Un vrai dialogue de sourds… 250 000 personnes vivent avec une polyarthrite rhumatoïde en France. Cette maladie chronique suppose un suivi à long terme, avec plusieurs intervenants. Mais seuls 17 % des patients estiment avoir bénéficié d’une prise en charge dite globale. C’est ce que montre un sondage Harris Poll (1) présenté au congrès de la Société Française de Rhumatologie, qui se tient au Palais des Congrès de la Porte Maillot (Paris). Un avis qui n’est pas partagé par les professionnels de santé : la moitié des rhumatologues estiment avoir proposé un suivi adapté et pluridisciplinaire.
Des attentes différentes
Le décalage n’est pas mince entre les patients et leurs soignants. Il s’apparente plus à un fossé. Outre la prise en charge, les malades n’ont pas le même ressenti concernant l’impact de la polyarthrite rhumatoïde sur le mental. « On le remarque régulièrement, confirme Sandrine Rollot, directrice adjointe de l’Association française des polyarthritiques (AFPric). Dans une enquête, 55 % des patients estiment que ce n’est pas pris en compte alors que 95 % des rhumatologues disent s’en préoccuper. » Le problème a plusieurs sources, à commencer par les priorités de ces deux intervenants.
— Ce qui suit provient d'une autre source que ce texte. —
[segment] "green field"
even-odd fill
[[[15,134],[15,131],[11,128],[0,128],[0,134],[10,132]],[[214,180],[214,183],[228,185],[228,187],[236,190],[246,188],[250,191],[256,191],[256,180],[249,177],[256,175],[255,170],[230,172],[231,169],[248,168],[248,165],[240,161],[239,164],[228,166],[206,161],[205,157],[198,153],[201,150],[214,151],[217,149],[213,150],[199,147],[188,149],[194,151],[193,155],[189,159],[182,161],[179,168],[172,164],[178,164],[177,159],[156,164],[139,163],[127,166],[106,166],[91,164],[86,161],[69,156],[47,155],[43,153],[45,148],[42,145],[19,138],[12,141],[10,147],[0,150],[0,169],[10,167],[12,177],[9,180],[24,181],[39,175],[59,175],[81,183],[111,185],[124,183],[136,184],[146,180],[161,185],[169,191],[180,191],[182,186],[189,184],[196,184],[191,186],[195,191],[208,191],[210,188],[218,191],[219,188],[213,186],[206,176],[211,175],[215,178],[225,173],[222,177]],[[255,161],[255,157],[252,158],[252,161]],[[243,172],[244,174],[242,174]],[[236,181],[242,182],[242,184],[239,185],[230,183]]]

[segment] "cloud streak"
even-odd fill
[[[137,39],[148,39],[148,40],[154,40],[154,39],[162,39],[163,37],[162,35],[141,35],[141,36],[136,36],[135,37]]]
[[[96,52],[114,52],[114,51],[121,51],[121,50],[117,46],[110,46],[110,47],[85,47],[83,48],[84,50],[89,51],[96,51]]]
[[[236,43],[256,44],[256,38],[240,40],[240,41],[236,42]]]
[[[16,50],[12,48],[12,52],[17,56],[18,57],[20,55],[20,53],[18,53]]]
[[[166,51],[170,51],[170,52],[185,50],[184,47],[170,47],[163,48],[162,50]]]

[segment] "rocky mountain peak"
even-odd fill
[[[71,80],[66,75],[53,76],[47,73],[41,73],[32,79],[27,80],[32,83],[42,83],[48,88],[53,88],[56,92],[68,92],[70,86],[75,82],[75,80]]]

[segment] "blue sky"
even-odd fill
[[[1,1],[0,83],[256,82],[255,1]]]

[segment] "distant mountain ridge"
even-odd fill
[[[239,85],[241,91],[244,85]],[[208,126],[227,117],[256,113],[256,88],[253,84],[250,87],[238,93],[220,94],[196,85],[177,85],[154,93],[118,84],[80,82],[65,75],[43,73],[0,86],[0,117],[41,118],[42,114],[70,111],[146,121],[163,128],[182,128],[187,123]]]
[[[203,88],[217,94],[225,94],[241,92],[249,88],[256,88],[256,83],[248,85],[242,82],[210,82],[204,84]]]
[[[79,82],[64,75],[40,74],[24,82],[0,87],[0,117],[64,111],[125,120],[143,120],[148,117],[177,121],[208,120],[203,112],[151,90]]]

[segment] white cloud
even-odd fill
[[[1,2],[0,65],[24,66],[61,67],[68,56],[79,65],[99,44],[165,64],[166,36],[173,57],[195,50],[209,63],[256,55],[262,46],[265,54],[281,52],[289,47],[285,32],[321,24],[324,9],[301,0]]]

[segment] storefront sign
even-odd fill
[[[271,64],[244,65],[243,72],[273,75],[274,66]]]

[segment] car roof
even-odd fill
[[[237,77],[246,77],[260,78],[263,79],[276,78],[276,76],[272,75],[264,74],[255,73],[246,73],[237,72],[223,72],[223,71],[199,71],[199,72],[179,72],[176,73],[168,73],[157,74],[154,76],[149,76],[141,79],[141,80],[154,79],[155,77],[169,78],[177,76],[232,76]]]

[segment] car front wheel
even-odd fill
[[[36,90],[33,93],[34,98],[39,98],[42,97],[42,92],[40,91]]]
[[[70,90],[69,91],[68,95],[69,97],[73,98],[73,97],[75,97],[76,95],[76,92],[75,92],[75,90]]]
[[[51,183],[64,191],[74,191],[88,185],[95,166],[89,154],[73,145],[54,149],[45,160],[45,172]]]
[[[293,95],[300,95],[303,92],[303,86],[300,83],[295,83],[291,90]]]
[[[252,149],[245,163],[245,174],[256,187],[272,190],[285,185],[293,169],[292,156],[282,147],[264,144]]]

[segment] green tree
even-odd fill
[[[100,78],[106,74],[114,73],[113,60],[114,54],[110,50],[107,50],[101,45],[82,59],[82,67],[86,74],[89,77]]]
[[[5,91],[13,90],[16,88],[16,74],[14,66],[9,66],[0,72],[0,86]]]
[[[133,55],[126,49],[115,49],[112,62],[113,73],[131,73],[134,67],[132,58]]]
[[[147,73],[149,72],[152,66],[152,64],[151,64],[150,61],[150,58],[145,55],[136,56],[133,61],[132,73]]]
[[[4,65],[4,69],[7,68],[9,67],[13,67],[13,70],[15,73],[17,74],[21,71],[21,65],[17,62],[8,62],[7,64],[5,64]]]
L’étude EPOC, présentée au congrès de la Ligue européenne contre les rhumatismes (EULAR) en juillet dernier, témoigne bien du décalage qui peut se créer. Les patients placent en priorité leur qualité de vie, quitte à faire l’impasse sur les traitements. Les médecins, eux, ne partagent pas forcément ce point de vue. « La préoccupation principale du médecin est le contrôle de la maladie, illustre Cyrielle Belle, chargée de communication à l’AFPric. Le patient se soucie plus de son bien-être au quotidien. » La prise en compte des effets indésirables peut donc varier en fonction de l’intervenant.
Parler le même langage
Si le dialogue passe mal, c’est aussi parce que les malades ont tendance à garder le silence. Cette enquête le confirme : 77 % d’entre eux sont mal à l’aise à l’idée d’évoquer leurs inquiétudes avec leur médecin. Dans quatre cas sur dix, c’est parce qu’ils craignent de passer pour des patients difficiles. Et ce alors même que professionnels et malades s’accordent à dire que la communication est correcte. « On essaie de vérifier qu’on parle le même langage, souligne Laure Gossec, rhumatologue à l’hôpital de la Pitié-Salpêtrière. On tente aussi de mieux comprendre ce que les patients attendent. » D’ailleurs, 70 % des spécialistes sont prêts à prêter une oreille plus attentive à leurs patients.
La solution pourrait venir de l’éducation thérapeutique. Depuis 2007, la Haute Autorité de Santé reconnaît son intérêt dans le suivi de la polyarthrite rhumatoïde. Ce dispositif est censé aider les patients à appréhender les clés de leur maladie, gérer les symptômes y compris par une modification de l’hygiène de vie. « C’est très utile », reconnaît Laure Gossec, qui pointe deux problèmes majeurs. « Ce n’est pas proposé partout et l’ETP est souvent séparée des soins. »
Le système n’est pas parfait. Mais il a le mérite d’exister, et de se développer. L’université Pierre et Marie Curie, à Paris, a récemment créé l’université des patients. Dirigée par Catherine Tourette-Turgis, spécialisée dans l’éducation thérapeutique, elle forme des patients experts. « J’ai formé plusieurs personnes atteintes de polyarthrite rhumatoïde. Quand ils sont formés, ils comprennent mieux la psychologie des soignants », explique-t-elle. La PR fait figure d’exemple en la matière. Il faut maintenant en tirer les leçons et élargir le dispositif aux autres maladies chroniques. Car le dialogue fait défaut dans d’autres domaines.
(1) Sondage Harris Poll pour le laboratoire Pfizer (enquête RA NarRAtive), réalisé sur Internet auprès de plus de 1 700 rhumatologues et de 3 900 personnes atteintes de polyarthrite rhumatoïde dans 15 pays, dont la France.